Palmík

Valgrind and std::copy_backward

Today, while I was enjoying my free time programming, I came across weird valgrind report. It's reproducible one my machine using this relatively short sample:

#include <algorithm>
#include <iostream>

using std::cout;
using std::endl;

int main()
{
    const std::size_t size = 10;
    int data[size + 1] = { 0, 1, 2, 3, 4, 5, 6, 7, 8, 9 };

    // The data should now contain 1, 2, 2, 3, 4, 5, 6, 7, 8, 9
    std::copy_backward(data + 2, data + size, data + size + 1);

    for (std::size_t i = 0; i < size + 1; ++i) {
        cout << data[i] << ' ';
    }
    cout << endl;
}

It does output what we would expect. For those not familiar with std::copy_backward I recommend reading the documentation.

Of great importance is the footnote of the C++ standard Section 25.2.2, which says:

copy_backward should be used instead of copy when last is in the range [result - (last - first), result).

Which is indeed our case.

But yet valgrind finds this code problematic.

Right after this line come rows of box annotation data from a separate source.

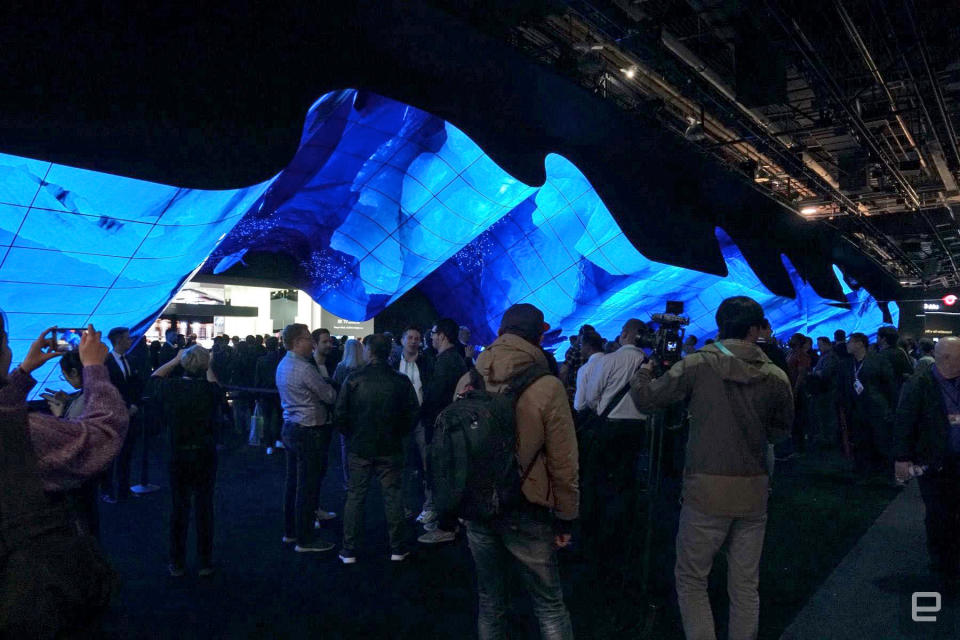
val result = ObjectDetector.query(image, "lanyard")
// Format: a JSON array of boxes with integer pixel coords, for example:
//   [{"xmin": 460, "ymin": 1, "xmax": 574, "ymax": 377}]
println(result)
[
  {"xmin": 713, "ymin": 342, "xmax": 736, "ymax": 358},
  {"xmin": 853, "ymin": 358, "xmax": 867, "ymax": 380}
]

Here is what it has to say about that program's execution:

Source and destination overlap in memcpy(0x7ff00039c, 0x7ff000398, 32)
   at 0x4C28B46: memcpy (in /usr/lib/valgrind/vgpreload_memcheck-amd64-linux.so)
   by 0x400B18: int* std::__copy_move_backward<false, true, std::random_access_iterator_tag>::__copy_move_b<int>(int const*, int const*, int*) (stl_algobase.h:561)
   by 0x400AB8: int* std::__copy_move_backward_a<false, int*, int*>(int*, int*, int*) (stl_algobase.h:581)
   by 0x400A58: int* std::__copy_move_backward_a2<false, int*, int*>(int*, int*, int*) (stl_algobase.h:590)

   by 0x4009E8: int* std::copy_backward<int*, int*>(int*, int*, int*) (stl_algobase.h:625)
   by 0x400902: main (Test.cpp:13)

Interesting, so what's the problem here?

If memcpy is indeed called, then valgrind is right to point this out since using memcpy in this case leads to undefind behaviour according to the C Standard Section 7.21.2.1:

If copying takes place between objects that overlap, the behavior is undefined.

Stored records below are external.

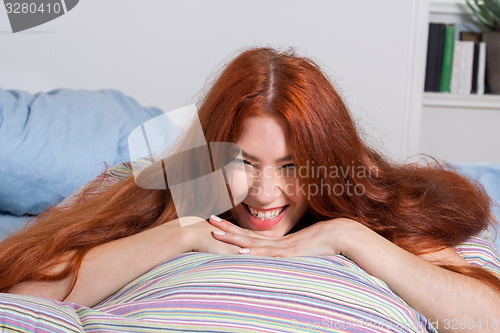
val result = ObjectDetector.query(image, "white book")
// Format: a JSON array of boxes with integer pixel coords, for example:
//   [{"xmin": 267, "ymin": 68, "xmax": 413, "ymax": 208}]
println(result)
[
  {"xmin": 477, "ymin": 42, "xmax": 486, "ymax": 95},
  {"xmin": 459, "ymin": 41, "xmax": 474, "ymax": 94},
  {"xmin": 450, "ymin": 40, "xmax": 462, "ymax": 94}
]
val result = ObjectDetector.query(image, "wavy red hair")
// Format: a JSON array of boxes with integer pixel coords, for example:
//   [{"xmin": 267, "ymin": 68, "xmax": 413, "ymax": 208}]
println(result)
[{"xmin": 0, "ymin": 48, "xmax": 500, "ymax": 293}]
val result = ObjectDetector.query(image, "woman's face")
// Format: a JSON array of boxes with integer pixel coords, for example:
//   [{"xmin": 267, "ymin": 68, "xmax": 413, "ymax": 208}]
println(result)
[{"xmin": 233, "ymin": 116, "xmax": 308, "ymax": 237}]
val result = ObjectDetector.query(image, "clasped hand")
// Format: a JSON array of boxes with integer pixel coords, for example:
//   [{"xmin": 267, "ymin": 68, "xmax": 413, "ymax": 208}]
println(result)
[{"xmin": 205, "ymin": 217, "xmax": 357, "ymax": 257}]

Instead of memcpy you should use memmove in such cases. memmove avoids the undefined behaviour by making temporal copy first.

But is memcpy really called? Well, not according to the libstdc++ documentation here. I have yet to find the strength to read through that mangled code and confirm it firsthand, but on a first glance it seems that the documentation is correct.

This is line 561 of stl_algobase.h reffered by valgrind:

__builtin_memmove(__result - _Num, __first, sizeof(_Tp) * _Num);

Reproducibility

I could only reproduce it on my local g++ of version 4.6.2 using valgrind 3.6.1 and could not reproduce it on a school server with g++ 4.4.5, 4.5.1, 4.5.3 nor 4.6.1 using valgrind 3.6.0.

I would be glad if anyone tried this and reported back.

Update

This appears to be connected with these two (1, 2) bug reports.